If this wording is confusing (I can’t word properly lol), here’s an example:
locationArr: 0x77 0x73 0x77 0x77 0x77 0x73 0x77 0x73 0x00 0x04 0x00 0x04 0x00 0x04 0x00 0x04
--- split into 8-byte arrays ---
splitArr1: 0x77 0x73 0x77 0x77 0x77 0x73 0x77 0x73
splitArr2: 0x00 0x04 0x00 0x04 0x00 0x04 0x00 0x04
--- reverse the order of the arrays ---
splitArr2: 0x00 0x04 0x00 0x04 0x00 0x04 0x00 0x04
splitArr1: 0x77 0x73 0x77 0x77 0x77 0x73 0x77 0x73
--- convert to binary ---
binaryArr1: 0000000000000100000000000000010000000000000001000000000000000100
binaryArr2: 0111011101110011011101110111011101110111011100110111011101110011
--- add the bits together (not a normal OR operation, just go through each bit and add them together) ---
--- (think of it like "vertical binary", where the bottom array is 1 bit, the second to bottom is 2 bits, etc.) ---
final : 0111011101110211011101110111031101110111011102110111011101110211
**4. Block Light & Sky Light [X..??]**
⚠️ WARNING: Data may be inaccurate! ⚠️
I kind of rushed this part of the documentation so, future me, please fix this up.
* X is the block data size, as shown in the Section Data. Add
0x4Cto get the starting offset.[0x1A..0x1B]
There are 4 different “sections” of light, the first 2 dedicated to the SkyLight, and the last 2 being the BlockLight. Since they’re basically the same format, we’ll cover just one section.
• The first 0x4 bytes [X..X+0x3] defines the length of the light data (minus the header). Multiply by 0x80 to get the actual size. We’ll refer to this size as Y for now.
If the length is
0x00000000, then skip the third bullet point as no light data is actually stored, it’s all defined in the header itself.
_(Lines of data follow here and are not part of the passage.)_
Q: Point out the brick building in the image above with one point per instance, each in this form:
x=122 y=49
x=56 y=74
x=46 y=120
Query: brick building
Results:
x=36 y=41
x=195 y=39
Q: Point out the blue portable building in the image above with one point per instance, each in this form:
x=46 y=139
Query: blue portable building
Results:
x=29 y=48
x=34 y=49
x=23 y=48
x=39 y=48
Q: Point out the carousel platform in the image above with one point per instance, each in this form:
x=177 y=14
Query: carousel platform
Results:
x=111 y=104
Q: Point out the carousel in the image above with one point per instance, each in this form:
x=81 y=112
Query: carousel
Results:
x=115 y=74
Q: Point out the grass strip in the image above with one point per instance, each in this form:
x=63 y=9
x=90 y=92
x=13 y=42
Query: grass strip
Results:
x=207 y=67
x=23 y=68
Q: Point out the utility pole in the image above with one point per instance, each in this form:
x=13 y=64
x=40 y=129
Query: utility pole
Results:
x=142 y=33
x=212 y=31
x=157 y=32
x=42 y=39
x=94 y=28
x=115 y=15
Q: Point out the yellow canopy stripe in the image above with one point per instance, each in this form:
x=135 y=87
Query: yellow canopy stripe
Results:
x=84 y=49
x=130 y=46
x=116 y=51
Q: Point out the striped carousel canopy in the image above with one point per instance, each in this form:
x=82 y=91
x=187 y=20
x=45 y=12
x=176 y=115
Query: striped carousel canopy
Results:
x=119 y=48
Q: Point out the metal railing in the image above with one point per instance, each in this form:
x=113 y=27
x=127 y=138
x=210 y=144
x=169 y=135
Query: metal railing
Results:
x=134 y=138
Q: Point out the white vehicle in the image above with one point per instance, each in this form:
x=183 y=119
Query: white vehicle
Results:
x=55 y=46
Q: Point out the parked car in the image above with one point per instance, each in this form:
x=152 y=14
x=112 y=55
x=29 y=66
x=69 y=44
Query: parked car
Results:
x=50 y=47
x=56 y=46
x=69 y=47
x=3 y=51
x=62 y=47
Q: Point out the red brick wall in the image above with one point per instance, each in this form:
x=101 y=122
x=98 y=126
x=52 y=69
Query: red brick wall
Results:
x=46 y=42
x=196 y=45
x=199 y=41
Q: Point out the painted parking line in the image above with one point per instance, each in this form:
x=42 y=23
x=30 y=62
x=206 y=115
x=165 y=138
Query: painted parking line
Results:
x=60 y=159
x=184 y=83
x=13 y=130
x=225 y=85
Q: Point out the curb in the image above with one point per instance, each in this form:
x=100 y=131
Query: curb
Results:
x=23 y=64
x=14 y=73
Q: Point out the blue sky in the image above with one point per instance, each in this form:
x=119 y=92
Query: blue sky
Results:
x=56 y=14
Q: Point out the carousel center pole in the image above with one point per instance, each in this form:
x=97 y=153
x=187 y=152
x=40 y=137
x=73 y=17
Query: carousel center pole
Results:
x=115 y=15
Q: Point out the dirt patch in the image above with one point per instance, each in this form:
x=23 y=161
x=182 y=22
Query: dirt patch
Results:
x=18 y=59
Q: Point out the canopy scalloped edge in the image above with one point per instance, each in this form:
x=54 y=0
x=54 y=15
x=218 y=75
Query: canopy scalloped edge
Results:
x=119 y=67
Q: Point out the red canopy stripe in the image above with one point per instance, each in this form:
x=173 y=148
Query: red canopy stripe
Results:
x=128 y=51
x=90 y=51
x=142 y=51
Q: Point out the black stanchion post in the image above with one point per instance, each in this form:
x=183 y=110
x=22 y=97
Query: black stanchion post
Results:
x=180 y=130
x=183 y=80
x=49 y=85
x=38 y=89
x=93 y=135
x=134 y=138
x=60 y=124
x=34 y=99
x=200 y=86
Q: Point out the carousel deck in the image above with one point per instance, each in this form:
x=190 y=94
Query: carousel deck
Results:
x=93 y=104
• The next 0x80 bytes [X+0x4..X+0x83] is the light data header. Every byte is an offset pointing to where the light data should be retrieved from (each offset points to somewhere in the light data section, each taking up 0x80 bytes). Multiply the offset by 0x80 to get the actual offset in the light data. If an offset is 0x80, then the 128 bytes should all be filled with 0x00, and if the offset is 0x81, all 128 bytes should be 0xFF.
• The rest of the bytes for the section [X+0x84..(X+0x84)+Y] make up the light data itself, but only if the light data length is more than 0.
**5. Height Map, TerrainPopulatedFlags, & Biomes [0x??..(0x??+0x202)]**
• The first 0x100 bytes store the HeightMap byte array.
• The next 0x2 bytes store the short TerrainPopulatedFlags.
• The last 0x100 bytes store the Biomes byte array.
**6. Raw NBT Data [0x??..]**
• The rest of the file contains raw NBT data. You can tell where it starts by looking for the header (0x0A 0x00 0x00).